Ten years from now, some other technology might be in use. But none of this should matter. The point is that there is some service being offered "out there somewhere" that does something useful, in this case, connecting and switching or routing calls. But, in addition to these human-centric scenarios, we can also include device-centric ones where a variety of endpoints connect to the cloud:
- Video surveillance cameras feeding live video to a cloud-based video archiving service for enhanced security
- Patient monitoring devices that continuously monitor blood pressure and pulse and feed it to a tele-health service
- Electric utility smart grids, where use of power-hungry devices such as air conditioners, washing machines, dryers, and dishwashers is monitored remotely and controlled in connection with grid load in accordance with policies
- Farms that monitor environmental status, such as temperature and rainfall, to ensure that crops receive exactly as much irrigation as they require
And let us not forget other devices, appliances, and equipment that may connect to the cloud:
- Servers running applications that link to cloud servers running the same or interoperable applications
- Storage, such as a local hard drive that links to cloud storage for either data protection or data distribution reasons
Defining the Cloud
As Bloomberg Businessweek's Ashlee Vance quipped, "The 'cloud' refers to the amorphous, out-of-sight, out-of-mind mess of computer tasks that happen on someone else's equipment. For the past ﬁve years or so the cloud has been hyped by companies to mean anything that happens on the Web, which is how 'cloud computing' came to rival 'social networking' in overuse."

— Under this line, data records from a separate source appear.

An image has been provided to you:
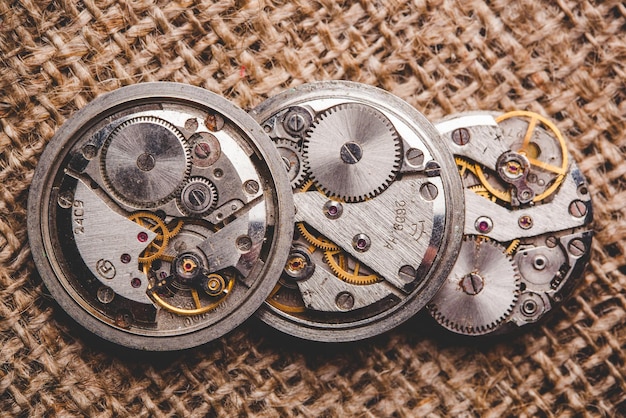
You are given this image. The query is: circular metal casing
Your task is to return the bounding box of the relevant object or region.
[428,111,593,335]
[250,81,465,342]
[28,82,294,351]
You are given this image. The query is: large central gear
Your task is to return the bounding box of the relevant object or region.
[428,236,520,335]
[101,116,191,208]
[303,103,402,202]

Although there are literally dozens or perhaps hundreds of deﬁnitions of cloud services that attempt to capture the essence of the examples just listed and Vance's quip, one that seems to have gained traction is the deﬁnition from the National Institute of Standards and Technology (NIST), locked down after 15 iterations:
Cloud computing is a model for enabling ubiquitous, convenient, on-demand network access to a shared pool of conﬁgurable computing resources (e.g., networks, servers, storage, applications, and services) that can be rapidly provisioned and released with minimal management effort or service provider interaction.
Further, NIST deﬁnes ﬁve major attributes: on-demand self-service, broad network access, resource pooling, rapid elasticity, and measured service.
The NIST deﬁnition is quite an achievement of both semantics and compromise among a variety of constituencies. For example, it refers to "broad network access" rather than specifying a particular network technology, such as the Internet.
However, I would argue that it is semantically equivalent to a simpler deﬁnition I devised a few years ago, which is a mnemonic not restricted to computing, based on cross-domain, relevant, quantiﬁable, economic characteristics.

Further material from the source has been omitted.